For Louise, Passaic
is the big city –ten dozen stores strung together like rosary beads connected
to other strings that extend from downtown Paterson
to the heart of Newark , historic
snap shots of a past that Scranton
has also lost: Woolworth, Grants, C.H. Martin and other names that have ceased
to exist in the ghost town of downtown Scranton .
My walk through downtown Scranton
was like walking through something dead and waiting to be reborn, while Passaic
and its environs linger perpetually on the edge of death.

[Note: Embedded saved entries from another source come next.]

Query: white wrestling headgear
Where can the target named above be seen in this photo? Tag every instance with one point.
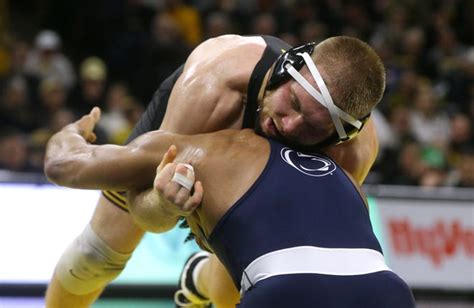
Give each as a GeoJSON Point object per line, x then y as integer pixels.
{"type": "Point", "coordinates": [289, 63]}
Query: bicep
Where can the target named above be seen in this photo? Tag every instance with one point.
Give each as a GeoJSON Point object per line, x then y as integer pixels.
{"type": "Point", "coordinates": [113, 167]}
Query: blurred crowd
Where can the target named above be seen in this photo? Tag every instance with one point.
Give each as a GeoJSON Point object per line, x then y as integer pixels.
{"type": "Point", "coordinates": [60, 58]}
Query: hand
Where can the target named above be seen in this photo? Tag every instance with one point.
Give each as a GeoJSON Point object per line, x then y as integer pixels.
{"type": "Point", "coordinates": [176, 198]}
{"type": "Point", "coordinates": [85, 125]}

There are rumors
about things changing in Scranton
such as some kind of mall that the city fathers have made plans for, but I saw
only the closed stores, windows sealed with cardboard like English pennies on the
eyes of the dead.
The crowds keep Passaic
alive, the flood of immigrants and others who flood through its streets in
consistent flow of blood, pumped in my promises of jobs the factories near the
river still provide.
In Scranton , I
saw no crowds, except outside the strip clubs and other bars where grimy men
grimly stoke on cigarettes and grumble about life as they eye the few expensive
cars they see driving up the hill towards the rich parts of city near the park.
Louise comes to this place and seems to see glitter where
there is none, mistaken the broken glass that litters these gutters for
diamonds after coming from a place in which nearly all the glass has been swept
away.
She is a country girl coming to the most dismal city and
seeing something better than she has where she is.
But Passaic is
falling slowly into the same state, through fire and abandonment, housing new
immigrants of Latino and blacks in shacks as bad as some of what the south once
offered when still entrenched with slavery.
Desperate business owns slap paint over their crumbling
store fronts to give them a façade of life, but after so many coats of paint
over paint, it gives off the same impression an old woman might give with too
many layers of makeup. The wrinkles are still there, perhaps made more obvious
by the effort.
The theaters I grew up with our all gone – except for the
Capital and the Montauk, one serving music and classic strip tease, the other
straight ahead porno. I used to sneak into the striptease shows as a kid – the
stage guard getting his kicks at the idea that I might be getting off the aging
stripers the Capital retained. I’ve not gone into the Montauk since its marquee
went triple X, though I remember what it looks like from when I saw James Bond
movies there as a kid.
Louise complains about the men of Scranton ,
claiming they have only one thing on their minds. But that’s men everywhere. We
live in a media world that says men should be men of a certain kind, and mocks
those who aren’t.
We crave most what most of us can’t have or are too scared
to get or are disappointed when we get it, and so crave for what we think is
out there and isn’t.
All this includes me, too.
And I wonder, what Louise is thinking now that she has
finally come to my part of the planet and seen where and how I live, and I
wonder what thoughts she will take back to Scranton
with her after our being so long apart.